On 2014-05-13, 2:42 PM, Rik Cabanier wrote:
On Tue, May 13, 2014 at 10:43 AM, Ehsan Akhgari <[email protected]
<mailto:[email protected]>> wrote:
On 2014-05-13, 9:25 AM, Rik Cabanier wrote:
Web applications can already do this today. There's nothing
stopping them
from figuring out the CPU's and trying to use them all.
Worse, I think they will likely optimize for popular
platforms
which either
overtax or underutilize non-popular ones.
Can you please provide some examples of actual web
applications that
do this, and what they're exactly trying to do with the
number once
they estimate one? (Eli's timing attack demos don't count. ;-)
Eli's listed some examples:
http://wiki.whatwg.org/wiki/__NavigatorCores#Example_use___cases
<http://wiki.whatwg.org/wiki/NavigatorCores#Example_use_cases>
That is a list of use cases which could use better ways of
supporting a worker pool that actually scales to how many cores you
have available at any given point in time. That is *not* what
navigator.hardwareConcurrency gives you, so I don't find those
examples very convincing.
That is not the point of this attribute. It's just a hint for the author
so he can tune his application accordingly.
Maybe the application is tuned to use fewer cores, or maybe more. It all
depends...
The problem is that the API doesn't really make it obvious that you're
not supposed to take the value that the getter returns and just spawn N
workers. IOW, the API encourages the wrong behavior by design.

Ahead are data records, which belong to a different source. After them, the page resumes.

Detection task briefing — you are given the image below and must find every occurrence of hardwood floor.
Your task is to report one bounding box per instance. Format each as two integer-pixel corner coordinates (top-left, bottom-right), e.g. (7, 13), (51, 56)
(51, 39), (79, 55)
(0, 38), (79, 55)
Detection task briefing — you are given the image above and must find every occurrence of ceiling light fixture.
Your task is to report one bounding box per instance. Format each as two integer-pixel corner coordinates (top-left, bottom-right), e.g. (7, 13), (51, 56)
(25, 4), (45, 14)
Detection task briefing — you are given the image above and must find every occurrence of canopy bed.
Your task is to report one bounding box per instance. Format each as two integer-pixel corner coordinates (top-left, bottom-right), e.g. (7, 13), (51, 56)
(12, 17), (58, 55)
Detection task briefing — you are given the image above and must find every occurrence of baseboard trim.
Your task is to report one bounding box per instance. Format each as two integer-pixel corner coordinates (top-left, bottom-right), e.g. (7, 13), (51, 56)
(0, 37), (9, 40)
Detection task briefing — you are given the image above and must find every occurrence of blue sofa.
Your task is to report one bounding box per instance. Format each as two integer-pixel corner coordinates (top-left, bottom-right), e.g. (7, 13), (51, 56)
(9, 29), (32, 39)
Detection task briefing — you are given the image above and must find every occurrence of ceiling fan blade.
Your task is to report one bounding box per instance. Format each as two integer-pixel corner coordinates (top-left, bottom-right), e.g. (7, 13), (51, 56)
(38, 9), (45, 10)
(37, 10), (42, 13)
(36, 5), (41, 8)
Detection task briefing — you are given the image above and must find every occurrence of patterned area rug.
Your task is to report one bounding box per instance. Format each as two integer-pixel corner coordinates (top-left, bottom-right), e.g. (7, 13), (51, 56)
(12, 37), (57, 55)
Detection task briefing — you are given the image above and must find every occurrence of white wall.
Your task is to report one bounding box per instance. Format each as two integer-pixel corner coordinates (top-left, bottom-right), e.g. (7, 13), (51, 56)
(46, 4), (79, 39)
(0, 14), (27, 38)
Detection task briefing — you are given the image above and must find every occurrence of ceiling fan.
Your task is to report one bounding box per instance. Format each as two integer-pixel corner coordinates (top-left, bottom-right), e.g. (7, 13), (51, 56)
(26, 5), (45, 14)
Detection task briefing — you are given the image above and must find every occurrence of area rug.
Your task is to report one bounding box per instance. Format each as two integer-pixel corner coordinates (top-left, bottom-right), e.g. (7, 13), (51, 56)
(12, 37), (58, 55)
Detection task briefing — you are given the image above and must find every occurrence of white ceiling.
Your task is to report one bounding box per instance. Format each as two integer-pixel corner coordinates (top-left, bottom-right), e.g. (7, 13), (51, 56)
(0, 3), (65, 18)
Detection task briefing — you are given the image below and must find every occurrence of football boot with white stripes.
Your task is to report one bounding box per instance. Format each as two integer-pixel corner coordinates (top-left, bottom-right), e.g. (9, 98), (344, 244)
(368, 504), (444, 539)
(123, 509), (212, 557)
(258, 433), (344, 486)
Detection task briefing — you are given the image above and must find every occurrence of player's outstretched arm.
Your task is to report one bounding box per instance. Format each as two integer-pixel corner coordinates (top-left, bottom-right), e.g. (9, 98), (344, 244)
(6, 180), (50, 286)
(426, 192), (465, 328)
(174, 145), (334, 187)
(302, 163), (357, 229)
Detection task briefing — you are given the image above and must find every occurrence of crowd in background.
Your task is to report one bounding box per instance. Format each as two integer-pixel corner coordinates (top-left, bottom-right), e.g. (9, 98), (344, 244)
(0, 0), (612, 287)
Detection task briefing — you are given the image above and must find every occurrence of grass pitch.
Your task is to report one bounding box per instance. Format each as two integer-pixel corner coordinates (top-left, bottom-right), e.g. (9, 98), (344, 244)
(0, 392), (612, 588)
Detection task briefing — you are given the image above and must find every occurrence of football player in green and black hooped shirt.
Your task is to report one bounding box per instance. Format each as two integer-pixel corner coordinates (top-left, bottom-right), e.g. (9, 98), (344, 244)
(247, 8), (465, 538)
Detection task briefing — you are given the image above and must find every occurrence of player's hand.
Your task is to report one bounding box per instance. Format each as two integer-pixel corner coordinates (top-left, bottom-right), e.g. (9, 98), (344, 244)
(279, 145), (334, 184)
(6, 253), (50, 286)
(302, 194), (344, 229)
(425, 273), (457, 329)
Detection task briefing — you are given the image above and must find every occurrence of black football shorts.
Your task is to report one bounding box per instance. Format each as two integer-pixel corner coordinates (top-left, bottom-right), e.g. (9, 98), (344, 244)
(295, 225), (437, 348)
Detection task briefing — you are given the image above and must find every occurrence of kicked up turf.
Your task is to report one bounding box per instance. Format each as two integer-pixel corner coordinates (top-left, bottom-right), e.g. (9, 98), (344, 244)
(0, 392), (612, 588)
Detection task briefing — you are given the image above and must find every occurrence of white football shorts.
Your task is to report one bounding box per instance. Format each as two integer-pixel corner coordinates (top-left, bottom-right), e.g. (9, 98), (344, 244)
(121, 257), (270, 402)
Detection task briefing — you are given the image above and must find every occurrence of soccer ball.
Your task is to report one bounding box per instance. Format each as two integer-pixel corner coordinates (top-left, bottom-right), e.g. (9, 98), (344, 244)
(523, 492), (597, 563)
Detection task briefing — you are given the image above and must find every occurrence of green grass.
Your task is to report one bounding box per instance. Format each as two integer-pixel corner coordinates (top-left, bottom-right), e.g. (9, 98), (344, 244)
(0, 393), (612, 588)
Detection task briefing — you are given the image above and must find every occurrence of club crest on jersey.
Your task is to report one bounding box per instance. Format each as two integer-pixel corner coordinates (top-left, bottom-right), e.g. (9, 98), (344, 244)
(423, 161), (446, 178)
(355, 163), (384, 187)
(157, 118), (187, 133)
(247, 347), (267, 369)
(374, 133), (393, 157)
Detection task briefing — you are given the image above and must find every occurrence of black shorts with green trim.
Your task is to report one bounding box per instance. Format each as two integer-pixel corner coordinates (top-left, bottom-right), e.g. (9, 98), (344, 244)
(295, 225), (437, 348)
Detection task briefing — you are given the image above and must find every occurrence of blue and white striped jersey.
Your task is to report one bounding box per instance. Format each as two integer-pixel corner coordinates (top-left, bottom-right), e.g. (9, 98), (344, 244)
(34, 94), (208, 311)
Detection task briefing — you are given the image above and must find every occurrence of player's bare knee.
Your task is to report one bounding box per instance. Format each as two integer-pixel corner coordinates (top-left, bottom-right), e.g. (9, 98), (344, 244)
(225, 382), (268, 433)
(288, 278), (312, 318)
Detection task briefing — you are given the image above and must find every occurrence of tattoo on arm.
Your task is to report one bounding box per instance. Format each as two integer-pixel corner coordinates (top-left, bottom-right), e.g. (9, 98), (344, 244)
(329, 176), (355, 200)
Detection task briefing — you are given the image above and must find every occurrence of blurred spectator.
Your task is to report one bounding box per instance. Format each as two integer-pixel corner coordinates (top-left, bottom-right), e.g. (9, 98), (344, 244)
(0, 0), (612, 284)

(Note that I would be very eager to discuss a proposal that actually
tries to solve that problem.)
You should do that! People have brought this up in the past but no
progress has been made in the last 2 years.
However, if this simple attribute is able to stir people's emotions, can
you imagine what would happen if you propose something complex? :-)
Sorry, but I have a long list of things on my todo list, and honestly
this one is not nearly close to the top of the list, because I'm not
aware of people asking for this feature very often. I'm sure there are
some people who would like it, but there are many problems that we are
trying to solve here, and this one doesn't look very high priority.
I don't have any other cases where this is done.
That really makes me question the "positive feedback from web
developers" cited in the original post on this thread. Can you
please point us to places where that feedback is documented?
That was from the email to blink-dev where Adam Barth stated this.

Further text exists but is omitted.